Misalnya obrolan santai Arisan Ilmu Nol Rupiah, yang digagas oleh SRPB Jatim
sebagai upaya menambah wawasan dan mempererat paseduluran antar relawan. Begitu
juga dengan komunitas yang lain dengan nama yang lain pula, tapi substansinya
sama, meningkatkan pengetahuan, dan memperluas wawasan.
Bahkan ada
komunitas tertentu, dalam melakukan pembelajarannya, melibatkan langsung masyarakat
yang berada di kawasan rawan bencana. Apalagi, saat ini ada dana desa yang bisa
dimanfaatkan untuk kegiatan yang terkait dengan penanggulangan bencana.
Ini merupakan
bentuk kongkrit upaya membangun kesiapsiagaan, yaitu serangkaian kegiatan yang
dilakukan untuk mengantisipasi bencana melalui pengorganisasian serta melalui
langkah yang tepat guna dan berdaya guna.
Tanda bahwa
masyarakat itu telah memiliki kesiapsiagaan yang baik adalah, (1) Mampu
mengenali ancaman dan memprediksi sebelum terjadinya bencana; (2) Mampu
mencegah bencana, jika mungkin; (3) Jika tidak, mampu mengurangi dampaknya; (4)
Jika terjadi bencana, mampu menanggulangi secara efektif; dan (5) Setelah
bencana terjadi, mampu pulih kembali dengan cepat.
Disamping melakukan
peningkatan kapasitas relawan secara terus menerus, sudah waktunya relawan juga
memahami tentang aspek inklusi dalam aksi-aksi kemanusiaan. Artinya, aksi
kemanusiaan yang dilakukan relawan itu harus dapat memberikan manfaat bagi
semua orang yang terkena bencana, termasuk penyandang disabilitas.
Bahkan merekalah
kelompok berisiko tinggi yang akan
mengalami dampak yang lebih besar karena hambatan lingkungan. Ini terjadi
akibat dilupakannya (terlupakan) keberadaan penyandang disabilitas dalam
penanggulangan bencana.
Dalam brosur
pengurangan risiko bencana inklusif yang dikeluarkan USAID, mengatakan bahwa
penyandang disabilitas termasuk kelompok berisiko tinggi terhadap bencana.
Hambatan lingkungan yang dihadapi penyandang disabilitas saat tanggap bencana, dapat berupa fisik, seperti
akses bangunan, ketersediaan toilet, serta alat informasi yang kurang
aksesibel.

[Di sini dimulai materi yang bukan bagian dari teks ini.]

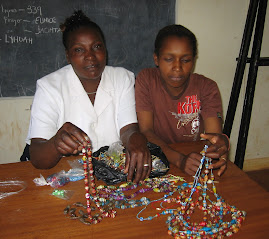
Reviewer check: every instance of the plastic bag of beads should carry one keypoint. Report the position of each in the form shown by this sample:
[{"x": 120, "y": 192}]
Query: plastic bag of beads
[
  {"x": 109, "y": 163},
  {"x": 75, "y": 174},
  {"x": 57, "y": 180},
  {"x": 63, "y": 194}
]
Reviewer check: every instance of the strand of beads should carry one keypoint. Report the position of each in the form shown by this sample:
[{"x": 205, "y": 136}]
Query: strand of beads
[
  {"x": 214, "y": 223},
  {"x": 90, "y": 184}
]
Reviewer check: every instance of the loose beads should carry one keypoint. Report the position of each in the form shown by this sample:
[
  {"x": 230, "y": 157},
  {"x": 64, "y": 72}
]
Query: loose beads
[
  {"x": 90, "y": 188},
  {"x": 179, "y": 202}
]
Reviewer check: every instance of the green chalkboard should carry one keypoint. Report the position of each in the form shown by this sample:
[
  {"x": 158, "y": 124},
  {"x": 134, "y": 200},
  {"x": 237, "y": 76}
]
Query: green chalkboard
[{"x": 31, "y": 41}]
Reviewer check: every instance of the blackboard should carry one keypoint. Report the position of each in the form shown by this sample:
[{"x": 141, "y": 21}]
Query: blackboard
[{"x": 31, "y": 42}]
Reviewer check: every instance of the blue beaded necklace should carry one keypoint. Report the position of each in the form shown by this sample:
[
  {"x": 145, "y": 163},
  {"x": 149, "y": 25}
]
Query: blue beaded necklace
[{"x": 214, "y": 223}]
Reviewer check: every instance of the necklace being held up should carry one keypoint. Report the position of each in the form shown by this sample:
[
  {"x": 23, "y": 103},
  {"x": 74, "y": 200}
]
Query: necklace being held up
[{"x": 91, "y": 93}]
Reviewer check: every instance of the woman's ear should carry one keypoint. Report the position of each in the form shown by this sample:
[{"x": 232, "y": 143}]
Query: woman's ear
[
  {"x": 67, "y": 56},
  {"x": 156, "y": 60}
]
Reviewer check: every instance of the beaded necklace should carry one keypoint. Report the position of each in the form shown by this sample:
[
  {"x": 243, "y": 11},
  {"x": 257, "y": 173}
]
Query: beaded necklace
[
  {"x": 90, "y": 186},
  {"x": 214, "y": 223},
  {"x": 179, "y": 208}
]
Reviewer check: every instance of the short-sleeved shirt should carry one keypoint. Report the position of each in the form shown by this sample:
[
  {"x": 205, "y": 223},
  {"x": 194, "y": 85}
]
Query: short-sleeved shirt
[
  {"x": 60, "y": 97},
  {"x": 181, "y": 119}
]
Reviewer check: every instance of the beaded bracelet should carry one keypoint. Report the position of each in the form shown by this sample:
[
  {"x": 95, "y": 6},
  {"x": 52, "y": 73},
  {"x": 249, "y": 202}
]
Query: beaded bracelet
[{"x": 228, "y": 141}]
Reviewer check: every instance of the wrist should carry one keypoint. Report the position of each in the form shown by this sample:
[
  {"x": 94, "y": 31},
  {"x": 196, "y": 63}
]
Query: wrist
[{"x": 227, "y": 140}]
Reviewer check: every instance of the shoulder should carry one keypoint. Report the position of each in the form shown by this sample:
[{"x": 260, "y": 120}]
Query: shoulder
[
  {"x": 117, "y": 73},
  {"x": 55, "y": 78},
  {"x": 201, "y": 79},
  {"x": 202, "y": 82},
  {"x": 150, "y": 73},
  {"x": 148, "y": 76}
]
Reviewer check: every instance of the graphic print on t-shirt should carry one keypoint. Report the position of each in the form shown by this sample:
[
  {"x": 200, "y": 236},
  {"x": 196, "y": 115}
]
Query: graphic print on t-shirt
[{"x": 188, "y": 113}]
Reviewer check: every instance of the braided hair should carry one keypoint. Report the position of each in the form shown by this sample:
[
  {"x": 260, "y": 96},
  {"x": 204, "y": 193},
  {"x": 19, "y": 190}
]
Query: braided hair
[
  {"x": 175, "y": 30},
  {"x": 75, "y": 21}
]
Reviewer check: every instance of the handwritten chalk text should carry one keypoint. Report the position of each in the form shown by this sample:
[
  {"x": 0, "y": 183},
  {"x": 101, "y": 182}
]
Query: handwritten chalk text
[{"x": 18, "y": 39}]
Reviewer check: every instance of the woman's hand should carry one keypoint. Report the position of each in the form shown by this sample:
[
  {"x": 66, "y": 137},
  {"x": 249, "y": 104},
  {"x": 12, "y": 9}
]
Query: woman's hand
[
  {"x": 190, "y": 163},
  {"x": 218, "y": 148},
  {"x": 70, "y": 139},
  {"x": 138, "y": 158}
]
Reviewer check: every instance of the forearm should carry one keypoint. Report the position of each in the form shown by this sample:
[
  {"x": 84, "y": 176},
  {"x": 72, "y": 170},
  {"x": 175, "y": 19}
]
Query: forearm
[
  {"x": 127, "y": 132},
  {"x": 43, "y": 153}
]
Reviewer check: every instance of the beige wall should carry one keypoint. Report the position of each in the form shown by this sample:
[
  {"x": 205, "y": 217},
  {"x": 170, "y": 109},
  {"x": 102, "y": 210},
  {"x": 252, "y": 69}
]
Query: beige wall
[
  {"x": 14, "y": 121},
  {"x": 218, "y": 25}
]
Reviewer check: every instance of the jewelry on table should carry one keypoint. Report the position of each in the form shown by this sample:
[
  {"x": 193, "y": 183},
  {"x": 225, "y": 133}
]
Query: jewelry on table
[
  {"x": 179, "y": 202},
  {"x": 91, "y": 93}
]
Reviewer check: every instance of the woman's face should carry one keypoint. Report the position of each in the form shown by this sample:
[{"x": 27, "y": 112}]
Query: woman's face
[
  {"x": 175, "y": 62},
  {"x": 86, "y": 52}
]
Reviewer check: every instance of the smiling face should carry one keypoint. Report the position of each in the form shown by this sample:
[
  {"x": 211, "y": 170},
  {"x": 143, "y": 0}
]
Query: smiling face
[
  {"x": 175, "y": 61},
  {"x": 86, "y": 52}
]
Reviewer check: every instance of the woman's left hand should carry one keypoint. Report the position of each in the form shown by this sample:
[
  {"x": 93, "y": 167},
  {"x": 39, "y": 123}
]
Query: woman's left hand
[
  {"x": 138, "y": 158},
  {"x": 218, "y": 148}
]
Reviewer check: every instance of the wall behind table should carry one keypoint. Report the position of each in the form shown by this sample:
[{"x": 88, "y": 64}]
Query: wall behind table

Dapat pula secara non fisik, seperti
masih adanya stigma negatif ketidakberdayaan, sehingga tidak dilibatkan,
serta sistem komunikasi yang tidak asesibel.
Untuk itulah, masih
kata pesan dalam brosur itu, semua pegiat kerja-kerja kemanusiaan sudah
waktunya melakukan aksi kemanusiaan inklusif. Seperti, melibatkan kelompok
berisiko tinggi dalam semua fase aksi kemanusiaan, dari kajian awal hingga
perencanaan, pelaksanaan dan evaluasi. Melakukan kegiatan pemilahan data
berdasarkan gender, usia dan disabilitas.
Dalam Kerangka Aksi
Hyogo 2005 – 2015, juga disebutkan bahwa dalam situasi bencana semua orang
menjadi rentan, terutama para lansia, penyandang disabilitas, dan ibu-ibu yang
tengah hamil atau baru saja melahirkan. Pemerintah dan pemerintah daerah perlu
melibatkan warga dan komunitas rentan dalam perencanaan pengurangan risiko
bencana, agar kebutuhan kaum yang rentan dapat terakomodasi terutama dalam
situasi darurat dan pasca-bencana.
Tidak terlalu salah
jika selama ini keberadaan penyandang disabilitas kurang diperhitungkan karena
stigmatisasi yang salah dan mungkin karena jumlahnya minoritas sehingga dinomor
duakan, yang penting jika dalam situasi darurat mereka diselamatkan lebih dulu.
Jangankan relawan,
pemerintah, dalam hal ini BPBD pun dalam menyusun recana kerjanya juga masih
belum pro penyandang disabilitas. Untuk itu diperlukan adanya ‘political will’ diantara para pemegang
kuasa agar berkenan menganggarkan dana untuk pelibatan para penyandang
disabilitas dalam kegiatan peningkatan kapasitas agar bisa berperan dalam upaya
pengurangan risiko bencana, maupun dalam operasi penanggulangan bencana.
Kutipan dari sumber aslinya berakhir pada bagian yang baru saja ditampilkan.